Retail Technology Experiments at Metro AG




Last year, I had the pleasure of attending a Canadian retail conference where I was incredibly impressed by the presentation of Dr. Gerd Wolfram, the Managing Director of Metro Group Information Technology GmbH, IT service provider of the German retail giant Metro AG.

Information technologies have a huge impact on retail business performance. This “magic” in IT technology was fantastic 15 to 20 years ago—and now it has become a regular staple and commonness in retail organizations. Metro AG has defined three major future retail industry trends: new forms of communications; better service; and real-time transparency. The organization thinks in terms of future and thus information technology has been defined as one of the company’s priorities. A very good demonstration of such forward thinking is The Metro Group Future Store Initiative, which is supposed to drive the national and international modernization process in retailing. The organization opened a new hypermarket in Töenisvorst, Germany, which was called Future Store. Many available retail innovations and technologies were implemented to run the store as an experimental field test playground.

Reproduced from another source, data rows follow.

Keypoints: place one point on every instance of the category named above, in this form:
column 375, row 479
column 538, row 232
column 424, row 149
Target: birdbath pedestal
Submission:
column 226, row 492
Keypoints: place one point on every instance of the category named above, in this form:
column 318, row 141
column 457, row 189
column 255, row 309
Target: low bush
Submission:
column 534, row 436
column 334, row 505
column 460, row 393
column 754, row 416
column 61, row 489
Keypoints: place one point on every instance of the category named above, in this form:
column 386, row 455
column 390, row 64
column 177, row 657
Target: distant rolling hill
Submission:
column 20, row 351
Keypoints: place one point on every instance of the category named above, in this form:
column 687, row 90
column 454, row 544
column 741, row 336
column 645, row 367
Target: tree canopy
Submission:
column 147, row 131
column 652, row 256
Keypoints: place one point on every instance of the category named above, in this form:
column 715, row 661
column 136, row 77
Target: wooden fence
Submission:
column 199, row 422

What Innovations were Implemented at the Future Store?

Metro AG applied radio-frequency identification (RFID) at three levels—pallet, case, and item. This allowed the organization to discover new ways of leveraging RFID applications such as RFID-enabled forklifts, Smart Shelves (verifies which goods are currently in stock), meat Smart Coolers (labeled with RFID transponders verifies freshness in packaged meat); and Smart Mirrors (gives customers a detailed explanation of the garment and provides all possible additional information about pricing, discounts, using it in combination with another goods, etc.).

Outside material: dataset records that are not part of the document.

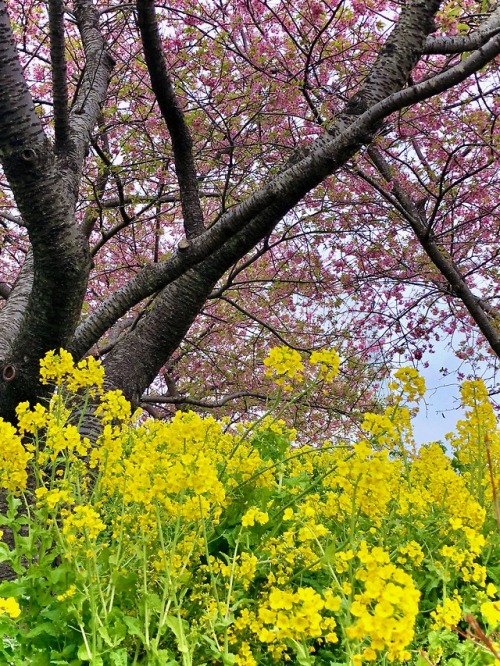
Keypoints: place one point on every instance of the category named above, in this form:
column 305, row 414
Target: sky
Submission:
column 441, row 410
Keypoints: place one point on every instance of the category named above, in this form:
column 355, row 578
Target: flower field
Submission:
column 196, row 542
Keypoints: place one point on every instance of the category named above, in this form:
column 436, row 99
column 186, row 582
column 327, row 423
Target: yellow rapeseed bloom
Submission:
column 10, row 607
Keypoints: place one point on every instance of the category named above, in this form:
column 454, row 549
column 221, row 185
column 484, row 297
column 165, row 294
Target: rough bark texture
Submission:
column 44, row 307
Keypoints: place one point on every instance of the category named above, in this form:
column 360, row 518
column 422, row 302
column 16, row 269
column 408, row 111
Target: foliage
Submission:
column 193, row 542
column 261, row 86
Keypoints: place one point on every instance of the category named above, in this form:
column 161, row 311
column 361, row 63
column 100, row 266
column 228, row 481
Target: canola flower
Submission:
column 10, row 607
column 233, row 545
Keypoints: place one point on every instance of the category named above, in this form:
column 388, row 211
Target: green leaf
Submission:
column 83, row 653
column 179, row 627
column 49, row 628
column 119, row 657
column 134, row 627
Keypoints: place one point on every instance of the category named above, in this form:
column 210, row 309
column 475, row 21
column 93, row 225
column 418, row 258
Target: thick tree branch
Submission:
column 273, row 201
column 154, row 399
column 12, row 313
column 58, row 68
column 463, row 43
column 174, row 117
column 45, row 186
column 91, row 95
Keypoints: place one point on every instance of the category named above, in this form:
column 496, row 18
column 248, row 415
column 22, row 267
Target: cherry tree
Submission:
column 188, row 184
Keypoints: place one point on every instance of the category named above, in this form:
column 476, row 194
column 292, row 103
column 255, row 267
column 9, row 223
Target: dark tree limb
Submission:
column 173, row 115
column 488, row 322
column 269, row 204
column 463, row 43
column 45, row 186
column 59, row 74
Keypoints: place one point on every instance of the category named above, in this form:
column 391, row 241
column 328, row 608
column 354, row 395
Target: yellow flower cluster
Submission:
column 10, row 607
column 283, row 362
column 477, row 440
column 490, row 610
column 59, row 368
column 14, row 459
column 280, row 553
column 252, row 516
column 81, row 525
column 386, row 610
column 291, row 615
column 448, row 614
column 410, row 383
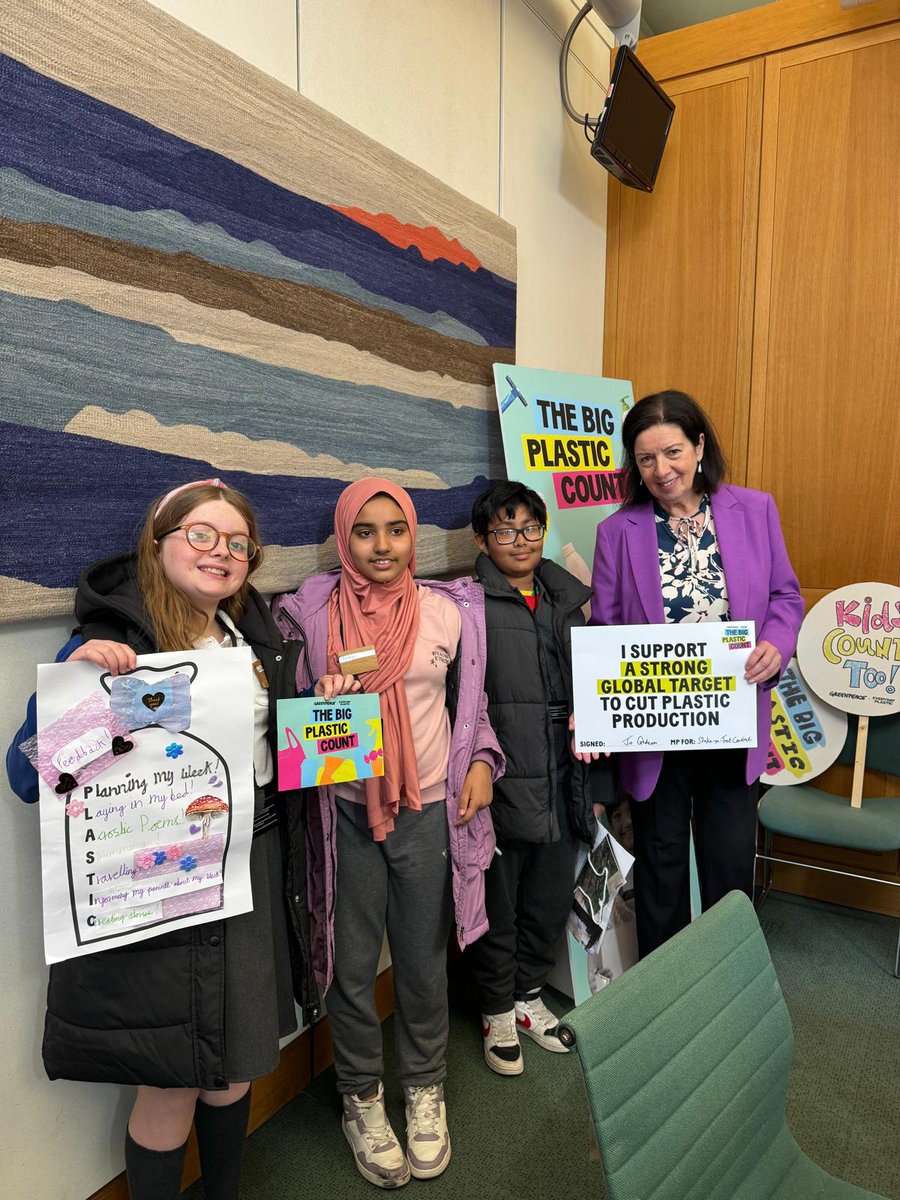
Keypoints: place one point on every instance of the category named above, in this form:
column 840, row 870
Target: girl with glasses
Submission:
column 193, row 1015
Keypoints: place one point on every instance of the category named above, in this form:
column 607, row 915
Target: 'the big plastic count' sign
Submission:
column 849, row 648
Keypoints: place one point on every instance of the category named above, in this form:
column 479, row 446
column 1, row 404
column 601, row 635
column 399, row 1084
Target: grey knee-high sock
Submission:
column 153, row 1174
column 221, row 1132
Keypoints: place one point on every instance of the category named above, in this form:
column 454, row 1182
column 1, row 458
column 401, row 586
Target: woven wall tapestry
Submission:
column 203, row 274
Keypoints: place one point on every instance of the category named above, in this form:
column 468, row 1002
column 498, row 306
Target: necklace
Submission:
column 688, row 531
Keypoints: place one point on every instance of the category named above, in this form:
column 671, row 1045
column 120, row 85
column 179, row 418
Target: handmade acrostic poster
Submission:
column 151, row 829
column 849, row 648
column 329, row 741
column 807, row 735
column 664, row 687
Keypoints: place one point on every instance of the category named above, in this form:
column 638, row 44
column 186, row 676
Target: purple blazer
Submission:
column 761, row 586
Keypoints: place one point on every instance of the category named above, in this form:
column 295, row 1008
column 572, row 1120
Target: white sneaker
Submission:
column 427, row 1137
column 535, row 1020
column 378, row 1155
column 503, row 1053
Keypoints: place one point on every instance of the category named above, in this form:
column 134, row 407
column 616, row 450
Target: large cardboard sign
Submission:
column 664, row 687
column 849, row 648
column 324, row 742
column 562, row 436
column 807, row 735
column 147, row 797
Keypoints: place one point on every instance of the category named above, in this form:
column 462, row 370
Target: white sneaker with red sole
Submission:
column 535, row 1020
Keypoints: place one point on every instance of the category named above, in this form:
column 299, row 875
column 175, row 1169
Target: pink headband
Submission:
column 184, row 487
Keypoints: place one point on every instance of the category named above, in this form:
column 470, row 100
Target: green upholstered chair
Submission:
column 807, row 813
column 687, row 1059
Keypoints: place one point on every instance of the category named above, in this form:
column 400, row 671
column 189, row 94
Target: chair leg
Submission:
column 766, row 871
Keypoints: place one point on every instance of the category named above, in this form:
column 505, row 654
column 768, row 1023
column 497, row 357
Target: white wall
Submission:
column 468, row 90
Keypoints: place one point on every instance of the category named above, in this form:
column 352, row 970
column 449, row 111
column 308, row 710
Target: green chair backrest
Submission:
column 687, row 1060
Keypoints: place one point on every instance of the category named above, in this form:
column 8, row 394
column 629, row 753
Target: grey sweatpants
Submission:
column 401, row 885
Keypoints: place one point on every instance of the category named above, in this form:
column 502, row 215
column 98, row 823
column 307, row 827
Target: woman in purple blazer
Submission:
column 688, row 547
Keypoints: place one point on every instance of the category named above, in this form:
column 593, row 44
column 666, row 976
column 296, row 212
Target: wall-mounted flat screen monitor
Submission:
column 634, row 125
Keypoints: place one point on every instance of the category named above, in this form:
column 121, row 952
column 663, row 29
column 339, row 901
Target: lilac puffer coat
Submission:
column 305, row 613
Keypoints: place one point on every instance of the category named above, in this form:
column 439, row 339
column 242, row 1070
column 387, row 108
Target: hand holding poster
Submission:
column 664, row 687
column 327, row 742
column 135, row 773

Another implemented innovation is one that facilitates communication. For example, there are many different types of informational monitors and multimedia terminals that interactively inform consumers about goods, current discounts, and send customers coupons on their mobile phones using Bluetooth technology. In the CD/DVD area, customers can listen to selected music via a sound shower, which provides directional audio. There are informational robots that walk around the store and provide consumers with any information they need or just entertain kids while parents are shopping.

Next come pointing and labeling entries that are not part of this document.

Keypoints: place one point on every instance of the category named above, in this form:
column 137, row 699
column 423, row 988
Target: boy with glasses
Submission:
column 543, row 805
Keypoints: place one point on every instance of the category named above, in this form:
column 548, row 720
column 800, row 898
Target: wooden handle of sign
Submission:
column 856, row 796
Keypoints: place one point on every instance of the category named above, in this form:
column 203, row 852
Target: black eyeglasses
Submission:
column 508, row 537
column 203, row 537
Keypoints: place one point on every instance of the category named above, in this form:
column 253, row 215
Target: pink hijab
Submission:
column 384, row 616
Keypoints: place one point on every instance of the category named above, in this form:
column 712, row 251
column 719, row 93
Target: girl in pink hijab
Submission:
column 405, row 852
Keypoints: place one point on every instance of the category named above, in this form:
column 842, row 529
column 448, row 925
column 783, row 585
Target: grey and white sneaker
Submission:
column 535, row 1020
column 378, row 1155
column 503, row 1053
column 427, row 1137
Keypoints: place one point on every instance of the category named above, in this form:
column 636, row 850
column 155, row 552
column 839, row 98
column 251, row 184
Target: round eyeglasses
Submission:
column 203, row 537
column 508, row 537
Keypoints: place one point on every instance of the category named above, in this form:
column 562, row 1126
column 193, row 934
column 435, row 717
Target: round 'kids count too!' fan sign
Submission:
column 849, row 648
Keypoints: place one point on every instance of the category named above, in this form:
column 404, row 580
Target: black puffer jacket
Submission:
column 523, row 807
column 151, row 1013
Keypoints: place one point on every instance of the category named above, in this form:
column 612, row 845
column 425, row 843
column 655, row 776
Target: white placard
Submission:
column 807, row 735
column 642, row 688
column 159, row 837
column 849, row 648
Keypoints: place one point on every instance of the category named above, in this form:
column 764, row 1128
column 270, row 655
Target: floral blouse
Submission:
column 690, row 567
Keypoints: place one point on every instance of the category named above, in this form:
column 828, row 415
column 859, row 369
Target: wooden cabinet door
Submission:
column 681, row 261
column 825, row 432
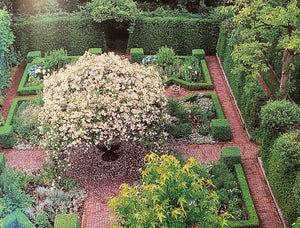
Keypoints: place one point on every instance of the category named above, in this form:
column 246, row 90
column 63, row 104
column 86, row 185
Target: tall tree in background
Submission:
column 258, row 17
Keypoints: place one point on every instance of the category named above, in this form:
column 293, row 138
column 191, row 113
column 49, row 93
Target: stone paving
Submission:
column 96, row 213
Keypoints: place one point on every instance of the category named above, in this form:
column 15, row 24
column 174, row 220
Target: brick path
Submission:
column 96, row 214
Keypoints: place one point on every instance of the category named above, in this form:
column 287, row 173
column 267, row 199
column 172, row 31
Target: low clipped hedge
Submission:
column 66, row 221
column 16, row 219
column 220, row 129
column 136, row 55
column 96, row 51
column 220, row 126
column 7, row 139
column 252, row 219
column 2, row 163
column 32, row 55
column 32, row 90
column 230, row 156
column 207, row 85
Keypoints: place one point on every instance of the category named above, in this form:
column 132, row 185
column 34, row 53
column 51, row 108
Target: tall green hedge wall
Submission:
column 182, row 34
column 6, row 40
column 73, row 32
column 247, row 91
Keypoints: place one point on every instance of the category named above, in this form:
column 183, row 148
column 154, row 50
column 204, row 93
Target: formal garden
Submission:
column 126, row 102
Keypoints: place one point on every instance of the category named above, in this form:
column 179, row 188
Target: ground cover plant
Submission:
column 40, row 67
column 172, row 195
column 168, row 65
column 191, row 120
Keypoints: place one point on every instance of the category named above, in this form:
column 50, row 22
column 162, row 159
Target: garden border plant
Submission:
column 231, row 156
column 136, row 56
column 7, row 138
column 32, row 90
column 220, row 126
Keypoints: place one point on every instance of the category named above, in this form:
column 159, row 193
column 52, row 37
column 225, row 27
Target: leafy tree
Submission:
column 100, row 100
column 257, row 18
column 172, row 195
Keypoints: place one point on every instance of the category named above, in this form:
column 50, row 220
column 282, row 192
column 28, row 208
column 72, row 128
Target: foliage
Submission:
column 180, row 33
column 282, row 178
column 247, row 91
column 6, row 50
column 53, row 60
column 66, row 221
column 220, row 129
column 12, row 192
column 279, row 116
column 7, row 139
column 189, row 117
column 26, row 122
column 228, row 190
column 77, row 33
column 259, row 17
column 172, row 195
column 51, row 202
column 99, row 99
column 165, row 56
column 230, row 156
column 2, row 121
column 42, row 221
column 118, row 10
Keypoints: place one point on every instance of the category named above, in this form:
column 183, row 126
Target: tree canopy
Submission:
column 256, row 18
column 100, row 99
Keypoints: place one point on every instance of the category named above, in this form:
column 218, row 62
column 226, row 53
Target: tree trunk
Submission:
column 286, row 71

Another interesting form of improved communication is stimulating the senses. For instance, the fish department of a grocery store will generate a lemon scent to tempt the customer’s appetite; or there are floor-projected interactive living surfaces where customers can try to catch a virtual fish, or play with virtual bubbles.

Mobile phones are not only considered as a personal communication device. Customers can scan barcodes with their phones, store information about prices, coupons and discounts, create shopping lists, and even pay instead of using cash or credit card. Cash desks are also not forgotten—they are capable of recognizing a customer and charging them directly from their bank or mobile phone account using fingerprint scanners. Also, all cash registers are equipped with RFID scanners.

As a result of these innovations, sales rose by 15% over the last year, and 20% of new customers were attracted. Many of the newly tested technologies were deployed in other stores as well.
I believe this unique experience, in addition to the fact that the project is noteworthy and educative,  also helps small and large retail stores and chains to better clarify their own future innovations and technology implementation strategies.